Written question – Cutting red tape and the failure to extend the Omnibus provisions for SMEs to banking supervision and prudential requirements – E-001837/2025

Source: European Parliament

Question for written answer  E-001837/2025
to the Commission
Rule 144
Mario Mantovani (ECR), Denis Nesci (ECR)

The proposed Omnibus package lays down provisions to relieve the administrative burden on small and medium-sized enterprises (SMEs) under the Corporate Sustainability Reporting Directive (CSRD) and Corporate Sustainability Due Diligence Directive (CSDDD). SMEs would become exempt from the obligation to report on a series of environmental, social and governance (ESG) standards linked to environmental sustainability.

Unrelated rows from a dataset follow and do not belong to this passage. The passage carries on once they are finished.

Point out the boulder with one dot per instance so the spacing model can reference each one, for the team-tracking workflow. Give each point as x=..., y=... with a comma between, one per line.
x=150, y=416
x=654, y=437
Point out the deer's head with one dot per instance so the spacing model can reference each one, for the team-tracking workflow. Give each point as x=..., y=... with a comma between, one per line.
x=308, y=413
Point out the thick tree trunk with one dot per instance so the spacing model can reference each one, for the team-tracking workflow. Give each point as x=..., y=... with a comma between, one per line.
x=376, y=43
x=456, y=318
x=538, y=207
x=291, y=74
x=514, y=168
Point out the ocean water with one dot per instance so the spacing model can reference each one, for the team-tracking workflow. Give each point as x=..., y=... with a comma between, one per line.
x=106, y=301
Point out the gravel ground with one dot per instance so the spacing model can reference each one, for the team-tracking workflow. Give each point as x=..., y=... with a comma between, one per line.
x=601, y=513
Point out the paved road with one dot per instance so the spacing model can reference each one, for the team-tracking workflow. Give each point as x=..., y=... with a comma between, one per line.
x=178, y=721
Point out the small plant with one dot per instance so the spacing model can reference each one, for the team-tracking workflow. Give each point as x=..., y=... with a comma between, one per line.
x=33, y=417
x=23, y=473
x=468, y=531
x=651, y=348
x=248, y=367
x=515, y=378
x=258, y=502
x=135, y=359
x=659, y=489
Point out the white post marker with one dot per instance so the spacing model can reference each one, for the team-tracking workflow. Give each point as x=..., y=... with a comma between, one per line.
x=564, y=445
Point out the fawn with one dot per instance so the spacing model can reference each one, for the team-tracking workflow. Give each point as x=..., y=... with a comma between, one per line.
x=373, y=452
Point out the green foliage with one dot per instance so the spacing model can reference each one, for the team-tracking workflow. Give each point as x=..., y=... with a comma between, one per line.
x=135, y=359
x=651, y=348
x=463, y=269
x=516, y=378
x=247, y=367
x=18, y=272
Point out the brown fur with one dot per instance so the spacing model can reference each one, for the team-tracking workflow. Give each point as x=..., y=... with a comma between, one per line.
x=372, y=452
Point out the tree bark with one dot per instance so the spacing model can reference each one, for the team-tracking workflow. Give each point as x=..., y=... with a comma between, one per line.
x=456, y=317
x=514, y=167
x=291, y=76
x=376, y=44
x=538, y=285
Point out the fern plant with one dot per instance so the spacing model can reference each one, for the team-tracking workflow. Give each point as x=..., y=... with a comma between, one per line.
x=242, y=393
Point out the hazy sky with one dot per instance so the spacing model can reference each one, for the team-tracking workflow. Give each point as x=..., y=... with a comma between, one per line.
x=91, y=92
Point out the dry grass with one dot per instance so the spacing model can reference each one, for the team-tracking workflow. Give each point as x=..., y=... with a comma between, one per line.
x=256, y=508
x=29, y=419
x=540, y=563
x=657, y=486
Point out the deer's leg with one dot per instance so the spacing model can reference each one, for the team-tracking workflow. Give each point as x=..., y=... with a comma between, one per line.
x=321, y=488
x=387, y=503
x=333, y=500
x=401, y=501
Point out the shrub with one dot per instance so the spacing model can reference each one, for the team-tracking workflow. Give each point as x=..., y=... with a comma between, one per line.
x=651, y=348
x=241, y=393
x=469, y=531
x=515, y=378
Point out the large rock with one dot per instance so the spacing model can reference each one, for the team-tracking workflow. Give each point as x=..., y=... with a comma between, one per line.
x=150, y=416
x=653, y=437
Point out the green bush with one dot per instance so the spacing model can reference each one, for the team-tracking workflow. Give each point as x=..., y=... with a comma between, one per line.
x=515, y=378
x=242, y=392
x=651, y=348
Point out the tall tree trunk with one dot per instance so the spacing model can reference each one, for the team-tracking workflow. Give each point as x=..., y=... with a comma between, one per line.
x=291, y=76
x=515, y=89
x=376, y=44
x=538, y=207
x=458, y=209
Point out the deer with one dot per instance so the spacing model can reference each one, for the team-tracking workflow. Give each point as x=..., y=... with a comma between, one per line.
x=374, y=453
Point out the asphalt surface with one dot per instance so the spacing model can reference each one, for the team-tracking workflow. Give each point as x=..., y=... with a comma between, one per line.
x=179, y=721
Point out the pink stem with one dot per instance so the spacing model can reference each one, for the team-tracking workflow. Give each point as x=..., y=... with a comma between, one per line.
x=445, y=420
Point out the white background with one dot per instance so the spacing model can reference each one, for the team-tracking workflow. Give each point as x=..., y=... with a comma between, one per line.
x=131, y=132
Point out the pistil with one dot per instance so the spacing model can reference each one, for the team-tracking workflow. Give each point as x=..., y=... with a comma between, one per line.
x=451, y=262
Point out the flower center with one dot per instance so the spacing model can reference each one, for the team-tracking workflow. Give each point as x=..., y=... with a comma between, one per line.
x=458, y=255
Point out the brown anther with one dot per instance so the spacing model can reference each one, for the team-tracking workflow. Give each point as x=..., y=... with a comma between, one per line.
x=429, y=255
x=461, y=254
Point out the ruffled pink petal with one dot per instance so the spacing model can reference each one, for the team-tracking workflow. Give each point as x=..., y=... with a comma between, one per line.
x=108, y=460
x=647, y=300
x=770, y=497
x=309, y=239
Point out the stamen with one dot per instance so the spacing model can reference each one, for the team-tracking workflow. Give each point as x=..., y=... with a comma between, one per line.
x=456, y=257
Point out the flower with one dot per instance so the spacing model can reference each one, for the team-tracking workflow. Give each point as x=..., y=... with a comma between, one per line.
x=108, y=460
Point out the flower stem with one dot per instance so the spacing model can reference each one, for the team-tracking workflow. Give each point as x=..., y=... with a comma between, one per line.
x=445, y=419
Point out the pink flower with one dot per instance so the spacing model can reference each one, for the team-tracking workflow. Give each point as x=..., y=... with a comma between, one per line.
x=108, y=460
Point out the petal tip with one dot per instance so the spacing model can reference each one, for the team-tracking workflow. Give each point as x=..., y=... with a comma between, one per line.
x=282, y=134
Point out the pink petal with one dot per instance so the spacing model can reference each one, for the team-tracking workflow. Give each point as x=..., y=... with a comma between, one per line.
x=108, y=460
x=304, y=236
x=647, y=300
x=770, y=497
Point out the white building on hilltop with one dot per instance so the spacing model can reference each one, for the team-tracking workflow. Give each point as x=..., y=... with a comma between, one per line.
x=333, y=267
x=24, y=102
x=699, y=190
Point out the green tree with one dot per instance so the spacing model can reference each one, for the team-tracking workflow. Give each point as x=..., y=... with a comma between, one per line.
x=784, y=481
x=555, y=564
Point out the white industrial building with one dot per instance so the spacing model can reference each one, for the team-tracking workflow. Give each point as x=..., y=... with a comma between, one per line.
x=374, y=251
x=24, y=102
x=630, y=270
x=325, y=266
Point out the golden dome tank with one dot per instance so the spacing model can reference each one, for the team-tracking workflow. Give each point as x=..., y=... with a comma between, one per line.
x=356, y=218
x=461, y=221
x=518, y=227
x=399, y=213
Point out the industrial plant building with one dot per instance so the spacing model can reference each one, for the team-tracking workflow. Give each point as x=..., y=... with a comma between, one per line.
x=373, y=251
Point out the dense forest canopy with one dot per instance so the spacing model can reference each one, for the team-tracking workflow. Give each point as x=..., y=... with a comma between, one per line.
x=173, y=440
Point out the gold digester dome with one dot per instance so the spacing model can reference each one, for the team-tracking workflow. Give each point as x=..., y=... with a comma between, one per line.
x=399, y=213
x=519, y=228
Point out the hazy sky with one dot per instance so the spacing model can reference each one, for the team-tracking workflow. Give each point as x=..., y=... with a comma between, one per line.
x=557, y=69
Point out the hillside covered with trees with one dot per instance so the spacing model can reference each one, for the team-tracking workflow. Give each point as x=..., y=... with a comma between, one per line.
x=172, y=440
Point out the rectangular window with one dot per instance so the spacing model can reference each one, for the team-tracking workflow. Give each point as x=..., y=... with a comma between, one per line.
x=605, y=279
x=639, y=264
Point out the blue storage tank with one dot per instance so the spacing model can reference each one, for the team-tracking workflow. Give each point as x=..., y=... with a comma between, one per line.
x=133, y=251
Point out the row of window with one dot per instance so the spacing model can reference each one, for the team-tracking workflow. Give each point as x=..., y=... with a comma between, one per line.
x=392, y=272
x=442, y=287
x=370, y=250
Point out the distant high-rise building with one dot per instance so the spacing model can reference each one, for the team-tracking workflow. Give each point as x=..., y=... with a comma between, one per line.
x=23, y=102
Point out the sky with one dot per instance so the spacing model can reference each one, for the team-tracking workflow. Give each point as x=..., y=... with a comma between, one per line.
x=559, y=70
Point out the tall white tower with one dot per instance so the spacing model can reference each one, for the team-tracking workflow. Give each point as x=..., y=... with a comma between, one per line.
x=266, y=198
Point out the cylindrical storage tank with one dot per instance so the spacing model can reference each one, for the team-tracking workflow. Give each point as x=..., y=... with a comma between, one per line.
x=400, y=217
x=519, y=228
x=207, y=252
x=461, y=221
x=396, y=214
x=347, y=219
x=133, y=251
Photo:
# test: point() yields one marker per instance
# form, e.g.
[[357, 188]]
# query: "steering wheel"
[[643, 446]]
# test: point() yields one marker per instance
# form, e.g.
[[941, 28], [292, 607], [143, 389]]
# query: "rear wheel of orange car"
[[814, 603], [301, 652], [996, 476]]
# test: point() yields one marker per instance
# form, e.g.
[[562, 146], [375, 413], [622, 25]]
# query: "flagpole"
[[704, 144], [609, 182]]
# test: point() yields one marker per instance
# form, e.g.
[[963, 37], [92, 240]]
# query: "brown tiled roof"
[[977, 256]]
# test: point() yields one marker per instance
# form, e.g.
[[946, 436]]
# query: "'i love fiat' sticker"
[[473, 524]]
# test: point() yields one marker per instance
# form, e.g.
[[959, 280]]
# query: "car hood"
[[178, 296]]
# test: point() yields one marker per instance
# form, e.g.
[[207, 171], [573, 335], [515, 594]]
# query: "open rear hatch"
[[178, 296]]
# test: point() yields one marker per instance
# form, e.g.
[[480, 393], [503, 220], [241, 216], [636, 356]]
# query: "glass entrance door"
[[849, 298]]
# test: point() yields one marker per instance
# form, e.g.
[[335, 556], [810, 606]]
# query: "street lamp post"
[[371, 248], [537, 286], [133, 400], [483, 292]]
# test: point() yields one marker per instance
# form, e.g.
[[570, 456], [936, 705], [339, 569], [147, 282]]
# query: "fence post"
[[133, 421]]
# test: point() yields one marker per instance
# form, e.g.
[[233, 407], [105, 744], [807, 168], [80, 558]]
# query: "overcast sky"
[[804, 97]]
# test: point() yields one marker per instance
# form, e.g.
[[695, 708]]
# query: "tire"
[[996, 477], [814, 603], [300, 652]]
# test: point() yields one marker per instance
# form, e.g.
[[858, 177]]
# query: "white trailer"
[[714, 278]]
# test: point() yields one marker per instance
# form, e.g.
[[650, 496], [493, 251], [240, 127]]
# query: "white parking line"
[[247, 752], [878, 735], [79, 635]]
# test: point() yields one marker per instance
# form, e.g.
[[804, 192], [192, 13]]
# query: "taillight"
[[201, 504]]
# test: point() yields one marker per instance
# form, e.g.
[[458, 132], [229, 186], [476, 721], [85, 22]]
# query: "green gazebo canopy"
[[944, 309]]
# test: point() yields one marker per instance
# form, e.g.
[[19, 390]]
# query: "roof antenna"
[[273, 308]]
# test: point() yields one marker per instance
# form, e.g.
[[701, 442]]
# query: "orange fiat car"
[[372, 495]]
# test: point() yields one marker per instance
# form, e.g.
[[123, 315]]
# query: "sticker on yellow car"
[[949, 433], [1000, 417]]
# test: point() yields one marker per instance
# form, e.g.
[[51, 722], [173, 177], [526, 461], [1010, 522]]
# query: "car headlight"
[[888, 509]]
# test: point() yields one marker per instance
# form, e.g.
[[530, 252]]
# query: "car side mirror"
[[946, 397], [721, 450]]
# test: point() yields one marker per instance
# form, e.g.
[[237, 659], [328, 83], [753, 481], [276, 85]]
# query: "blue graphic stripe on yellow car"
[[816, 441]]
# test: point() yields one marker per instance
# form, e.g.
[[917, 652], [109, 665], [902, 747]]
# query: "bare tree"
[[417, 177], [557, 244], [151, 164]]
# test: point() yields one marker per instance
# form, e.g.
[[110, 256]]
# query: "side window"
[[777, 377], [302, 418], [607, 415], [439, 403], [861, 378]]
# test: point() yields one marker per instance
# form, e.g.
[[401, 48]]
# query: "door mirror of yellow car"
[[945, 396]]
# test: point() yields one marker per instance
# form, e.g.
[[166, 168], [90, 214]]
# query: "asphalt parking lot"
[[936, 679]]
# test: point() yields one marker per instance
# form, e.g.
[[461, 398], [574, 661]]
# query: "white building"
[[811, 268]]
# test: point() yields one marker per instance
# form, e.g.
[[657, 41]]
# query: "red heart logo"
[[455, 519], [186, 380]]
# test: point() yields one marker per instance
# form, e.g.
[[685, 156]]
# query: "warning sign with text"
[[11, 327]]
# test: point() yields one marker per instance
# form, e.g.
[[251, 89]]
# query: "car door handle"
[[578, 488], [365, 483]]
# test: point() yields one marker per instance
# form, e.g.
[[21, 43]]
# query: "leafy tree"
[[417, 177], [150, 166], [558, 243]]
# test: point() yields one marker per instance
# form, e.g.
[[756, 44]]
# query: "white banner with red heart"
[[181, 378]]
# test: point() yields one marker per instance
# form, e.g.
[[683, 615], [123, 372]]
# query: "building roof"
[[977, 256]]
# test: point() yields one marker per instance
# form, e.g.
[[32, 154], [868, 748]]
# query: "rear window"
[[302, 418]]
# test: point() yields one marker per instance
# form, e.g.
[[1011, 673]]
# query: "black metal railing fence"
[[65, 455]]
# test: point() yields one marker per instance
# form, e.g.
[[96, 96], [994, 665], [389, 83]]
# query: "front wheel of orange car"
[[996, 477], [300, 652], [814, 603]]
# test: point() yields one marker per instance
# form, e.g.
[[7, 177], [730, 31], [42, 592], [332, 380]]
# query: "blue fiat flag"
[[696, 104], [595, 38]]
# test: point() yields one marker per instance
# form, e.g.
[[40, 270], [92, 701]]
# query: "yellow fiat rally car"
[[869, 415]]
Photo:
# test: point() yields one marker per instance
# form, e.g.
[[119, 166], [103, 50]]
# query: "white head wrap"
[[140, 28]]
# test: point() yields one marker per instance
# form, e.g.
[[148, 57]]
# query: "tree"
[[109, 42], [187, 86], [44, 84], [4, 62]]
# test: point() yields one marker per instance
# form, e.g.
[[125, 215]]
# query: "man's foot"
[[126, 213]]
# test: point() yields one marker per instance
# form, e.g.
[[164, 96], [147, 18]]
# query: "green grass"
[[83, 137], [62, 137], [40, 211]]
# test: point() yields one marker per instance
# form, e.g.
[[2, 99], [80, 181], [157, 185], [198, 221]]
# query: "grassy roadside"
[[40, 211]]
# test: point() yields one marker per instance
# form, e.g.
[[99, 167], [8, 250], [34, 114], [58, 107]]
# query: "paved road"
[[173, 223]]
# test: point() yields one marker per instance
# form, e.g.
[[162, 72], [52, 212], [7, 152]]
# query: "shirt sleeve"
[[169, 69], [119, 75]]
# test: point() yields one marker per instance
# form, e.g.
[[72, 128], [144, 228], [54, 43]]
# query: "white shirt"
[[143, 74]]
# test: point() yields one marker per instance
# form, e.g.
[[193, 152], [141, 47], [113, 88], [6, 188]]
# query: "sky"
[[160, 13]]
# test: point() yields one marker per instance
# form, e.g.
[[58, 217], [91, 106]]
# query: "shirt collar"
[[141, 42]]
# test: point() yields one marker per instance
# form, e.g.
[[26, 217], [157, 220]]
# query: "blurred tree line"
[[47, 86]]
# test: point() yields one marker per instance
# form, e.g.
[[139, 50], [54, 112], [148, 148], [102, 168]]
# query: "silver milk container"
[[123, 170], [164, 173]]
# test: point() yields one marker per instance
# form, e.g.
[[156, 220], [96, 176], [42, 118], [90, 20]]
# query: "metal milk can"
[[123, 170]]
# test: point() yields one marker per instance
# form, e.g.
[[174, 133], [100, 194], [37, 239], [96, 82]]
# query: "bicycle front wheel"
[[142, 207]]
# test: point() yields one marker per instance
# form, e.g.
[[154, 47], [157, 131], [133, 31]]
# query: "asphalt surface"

However, this lifting of reporting and due diligence obligations would not extend to EU banking supervision and prudential requirements. In particular, the Capital Requirements Directive (CRD) and the Capital Requirements Regulation (CRR) would, regardless of the Omnibus exemption, continue to oblige SMEs to report on a series of ESG/ESR environmental sustainability factors and standards used to assess risk profiles in banking relations. Such an assessment would be particularly complicated and costly for SMEs, would require them to go to great lengths to provide the necessary information and could lead to difficulties in accessing credit for reasons that do not necessarily have any bearing on the way the company is managed. There is no point to the proposed Omnibus package if simplifications are not extended to the banking sector too.

In view of this, given that the proposed Omnibus package lifts the obligation on SMEs to report sustainability metrics, does the Commission not think that it should provide for their exemption from ESG/ESR reporting obligations in the CRR and CRD with respect to banking supervision and prudential requirements?